# covering

• Jul 11th 2008, 10:46 AM
particlejohn
covering
Let $\displaystyle S = (0,1)$ and $\displaystyle \mathcal{O} = \{(1/n,1): n \in \bold{N} \}$. Show that $\displaystyle \mathcal{O}$ is an open cover of $\displaystyle S$.

So choose $\displaystyle x \in (0,1)$. Pick $\displaystyle n_0 \in \bold{N}$ such that $\displaystyle 1/n_0 < x$. This implies that $\displaystyle x \in (1/n_0, 1) \subset \bigcup_{n \in \bold{N}} (1/n,1) = \bigcup_{G \in \mathcal{O}} G$. Is this correct?
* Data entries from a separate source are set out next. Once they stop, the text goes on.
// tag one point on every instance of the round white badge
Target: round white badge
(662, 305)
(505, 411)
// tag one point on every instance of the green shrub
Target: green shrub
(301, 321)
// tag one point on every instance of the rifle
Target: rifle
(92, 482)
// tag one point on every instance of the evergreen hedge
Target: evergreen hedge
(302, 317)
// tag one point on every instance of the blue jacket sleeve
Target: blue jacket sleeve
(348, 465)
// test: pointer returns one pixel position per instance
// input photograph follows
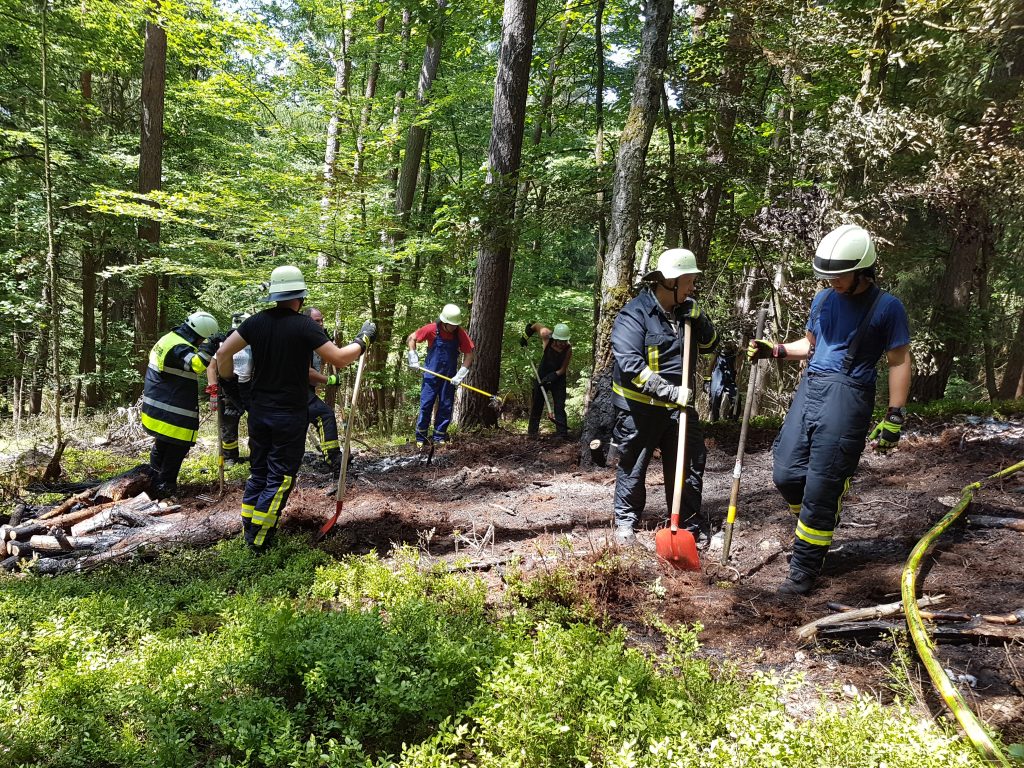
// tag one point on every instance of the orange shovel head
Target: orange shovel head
(678, 547)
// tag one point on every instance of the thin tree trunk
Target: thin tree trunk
(1013, 376)
(737, 54)
(403, 196)
(52, 276)
(342, 71)
(491, 288)
(602, 231)
(950, 313)
(626, 198)
(150, 179)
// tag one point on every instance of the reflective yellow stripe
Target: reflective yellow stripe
(641, 378)
(169, 430)
(652, 358)
(813, 536)
(631, 394)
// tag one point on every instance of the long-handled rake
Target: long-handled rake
(340, 498)
(752, 384)
(496, 401)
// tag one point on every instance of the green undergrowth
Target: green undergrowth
(222, 658)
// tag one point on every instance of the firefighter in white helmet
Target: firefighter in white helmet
(555, 358)
(170, 397)
(283, 341)
(852, 324)
(445, 341)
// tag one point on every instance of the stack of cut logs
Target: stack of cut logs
(94, 521)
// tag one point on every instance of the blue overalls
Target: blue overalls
(442, 357)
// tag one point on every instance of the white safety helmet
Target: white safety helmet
(452, 314)
(203, 324)
(286, 283)
(673, 263)
(844, 250)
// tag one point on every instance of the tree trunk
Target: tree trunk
(950, 321)
(602, 231)
(341, 76)
(626, 212)
(404, 194)
(720, 151)
(491, 288)
(1013, 376)
(150, 176)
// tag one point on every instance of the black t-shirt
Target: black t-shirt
(282, 341)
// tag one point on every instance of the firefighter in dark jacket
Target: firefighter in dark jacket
(170, 397)
(852, 324)
(321, 415)
(230, 412)
(648, 391)
(554, 365)
(283, 341)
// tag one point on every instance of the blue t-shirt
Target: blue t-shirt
(834, 322)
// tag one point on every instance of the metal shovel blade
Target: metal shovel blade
(678, 547)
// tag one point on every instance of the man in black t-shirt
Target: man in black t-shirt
(282, 342)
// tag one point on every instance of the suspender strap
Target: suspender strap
(851, 353)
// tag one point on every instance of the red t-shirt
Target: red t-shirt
(429, 333)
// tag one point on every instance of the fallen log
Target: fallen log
(987, 521)
(127, 484)
(808, 631)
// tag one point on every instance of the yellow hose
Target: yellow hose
(923, 641)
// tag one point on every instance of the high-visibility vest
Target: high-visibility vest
(170, 397)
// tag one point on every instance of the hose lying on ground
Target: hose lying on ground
(923, 642)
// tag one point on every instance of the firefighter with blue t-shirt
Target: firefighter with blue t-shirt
(852, 324)
(445, 341)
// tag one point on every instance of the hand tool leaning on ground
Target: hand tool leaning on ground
(346, 452)
(674, 544)
(220, 459)
(547, 397)
(752, 384)
(496, 401)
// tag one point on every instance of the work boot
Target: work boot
(798, 583)
(626, 538)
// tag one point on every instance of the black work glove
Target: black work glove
(366, 336)
(687, 310)
(229, 388)
(666, 390)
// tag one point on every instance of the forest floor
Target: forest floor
(508, 501)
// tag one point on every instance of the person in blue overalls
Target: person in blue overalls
(648, 392)
(445, 341)
(852, 324)
(551, 374)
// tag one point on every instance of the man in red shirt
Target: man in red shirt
(445, 340)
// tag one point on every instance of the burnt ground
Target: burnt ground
(505, 498)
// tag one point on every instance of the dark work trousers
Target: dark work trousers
(815, 455)
(276, 439)
(556, 391)
(323, 418)
(229, 419)
(166, 458)
(442, 392)
(636, 435)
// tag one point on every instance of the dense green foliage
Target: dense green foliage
(219, 657)
(780, 120)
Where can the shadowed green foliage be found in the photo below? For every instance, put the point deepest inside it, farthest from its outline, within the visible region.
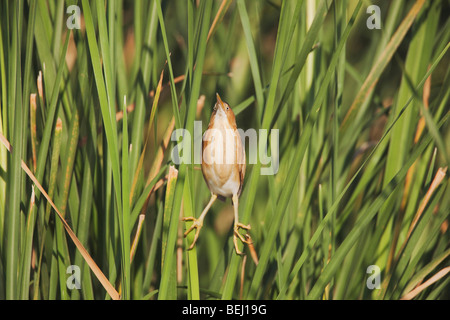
(361, 115)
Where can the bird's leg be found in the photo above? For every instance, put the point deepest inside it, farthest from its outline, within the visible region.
(238, 225)
(198, 223)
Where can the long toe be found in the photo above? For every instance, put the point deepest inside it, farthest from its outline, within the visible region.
(239, 252)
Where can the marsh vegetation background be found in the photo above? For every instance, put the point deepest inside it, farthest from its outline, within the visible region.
(90, 197)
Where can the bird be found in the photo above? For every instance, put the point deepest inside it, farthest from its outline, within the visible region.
(223, 167)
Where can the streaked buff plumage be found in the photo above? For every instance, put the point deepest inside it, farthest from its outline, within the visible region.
(223, 166)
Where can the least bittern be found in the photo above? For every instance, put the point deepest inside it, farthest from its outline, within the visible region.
(223, 167)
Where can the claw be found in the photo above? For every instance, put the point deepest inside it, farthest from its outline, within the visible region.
(197, 224)
(240, 236)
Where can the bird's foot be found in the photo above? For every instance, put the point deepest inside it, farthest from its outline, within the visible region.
(237, 235)
(197, 224)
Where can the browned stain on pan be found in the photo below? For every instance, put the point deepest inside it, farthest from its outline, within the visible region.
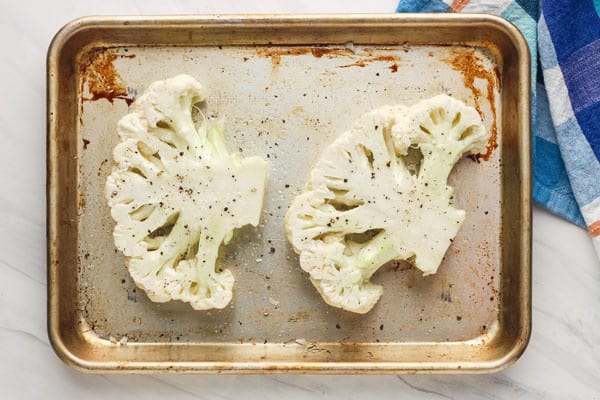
(368, 60)
(103, 81)
(275, 53)
(465, 61)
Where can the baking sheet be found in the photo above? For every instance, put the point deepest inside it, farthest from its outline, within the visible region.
(286, 102)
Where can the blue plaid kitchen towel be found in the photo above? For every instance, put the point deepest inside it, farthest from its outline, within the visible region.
(565, 97)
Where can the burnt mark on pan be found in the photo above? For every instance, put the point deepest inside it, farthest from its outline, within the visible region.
(100, 77)
(317, 51)
(367, 60)
(465, 61)
(329, 52)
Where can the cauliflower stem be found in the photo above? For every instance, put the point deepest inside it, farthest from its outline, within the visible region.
(366, 203)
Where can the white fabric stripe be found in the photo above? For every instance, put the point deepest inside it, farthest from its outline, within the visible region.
(545, 45)
(591, 211)
(560, 106)
(596, 242)
(487, 6)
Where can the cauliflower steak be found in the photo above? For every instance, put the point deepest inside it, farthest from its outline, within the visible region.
(365, 205)
(177, 194)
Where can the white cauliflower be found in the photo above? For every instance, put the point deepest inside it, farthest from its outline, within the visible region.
(177, 195)
(365, 205)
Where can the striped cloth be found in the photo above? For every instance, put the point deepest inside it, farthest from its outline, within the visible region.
(565, 97)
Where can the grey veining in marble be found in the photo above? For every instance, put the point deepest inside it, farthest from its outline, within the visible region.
(562, 361)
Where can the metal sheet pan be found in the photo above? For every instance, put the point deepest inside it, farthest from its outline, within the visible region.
(287, 86)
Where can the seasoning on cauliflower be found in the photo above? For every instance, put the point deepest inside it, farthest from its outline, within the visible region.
(177, 194)
(365, 205)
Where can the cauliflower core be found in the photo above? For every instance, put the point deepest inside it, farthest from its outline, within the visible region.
(380, 193)
(177, 195)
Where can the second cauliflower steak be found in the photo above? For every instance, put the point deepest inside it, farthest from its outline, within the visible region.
(363, 205)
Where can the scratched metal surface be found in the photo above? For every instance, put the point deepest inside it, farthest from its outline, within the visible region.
(286, 109)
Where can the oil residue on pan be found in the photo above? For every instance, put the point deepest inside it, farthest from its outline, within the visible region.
(329, 52)
(365, 61)
(318, 52)
(103, 80)
(465, 61)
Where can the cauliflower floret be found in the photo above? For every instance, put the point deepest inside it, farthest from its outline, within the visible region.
(365, 205)
(177, 195)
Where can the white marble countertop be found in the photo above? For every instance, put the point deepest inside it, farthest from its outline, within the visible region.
(562, 360)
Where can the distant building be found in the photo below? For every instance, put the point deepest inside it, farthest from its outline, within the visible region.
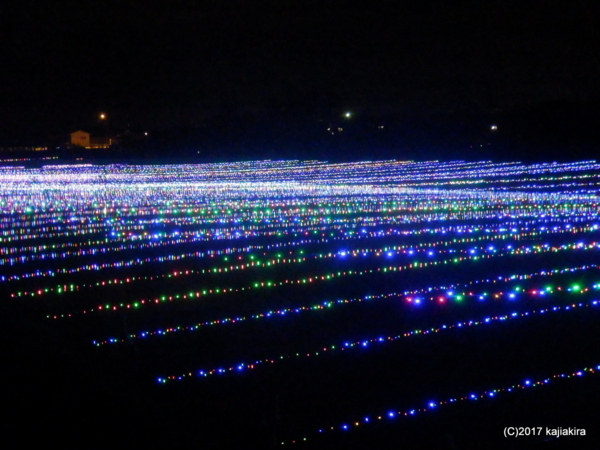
(83, 139)
(24, 148)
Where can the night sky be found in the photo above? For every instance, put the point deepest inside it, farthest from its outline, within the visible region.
(161, 64)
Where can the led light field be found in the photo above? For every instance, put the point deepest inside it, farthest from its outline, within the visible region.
(300, 303)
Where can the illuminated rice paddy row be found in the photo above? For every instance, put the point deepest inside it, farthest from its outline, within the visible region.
(115, 243)
(252, 261)
(363, 343)
(324, 277)
(430, 405)
(436, 294)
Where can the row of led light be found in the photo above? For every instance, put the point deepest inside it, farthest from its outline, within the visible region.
(48, 199)
(412, 250)
(176, 237)
(328, 305)
(363, 343)
(413, 171)
(125, 229)
(348, 235)
(510, 251)
(430, 405)
(325, 277)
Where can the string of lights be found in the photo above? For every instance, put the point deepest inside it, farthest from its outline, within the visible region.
(395, 413)
(380, 340)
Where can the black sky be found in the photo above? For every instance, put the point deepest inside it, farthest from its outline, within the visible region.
(155, 62)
Could I pick $\displaystyle n_0$ in a different way?

What if we had a finite subset $\displaystyle \mathcal{O'} \subset \mathcal{O}$?
• Jul 11th 2008, 11:26 AM
Plato
If you had a finite subset of the collection, then the smallest left-hand endpoint would a number $\displaystyle 0 < t < 1$.
But $\displaystyle \frac{t}{2} \in \left( {0,1} \right)$ and $\displaystyle \frac{t}{2} < t$.
Therefore, the subcollection does not cover $\displaystyle \left( {0,1} \right)$.
• Jul 11th 2008, 01:01 PM
Plato
The statement that set is compact means every open covering has a finite subcover.
Having one open cover which has a finite subcover does not imply that the set is compact.

Consider: $\displaystyle \left( { - 1,.000009} \right) \cup \left[ {\bigcup\limits_{n \in N} {\left( { n^{ - 1} ,1} \right)} } \right]$
That is clearly an open covering of $\displaystyle \left( {0,1} \right)$ and the collection contains a finite subcover.
But $\displaystyle \left( {0,1} \right)$ is still not compact.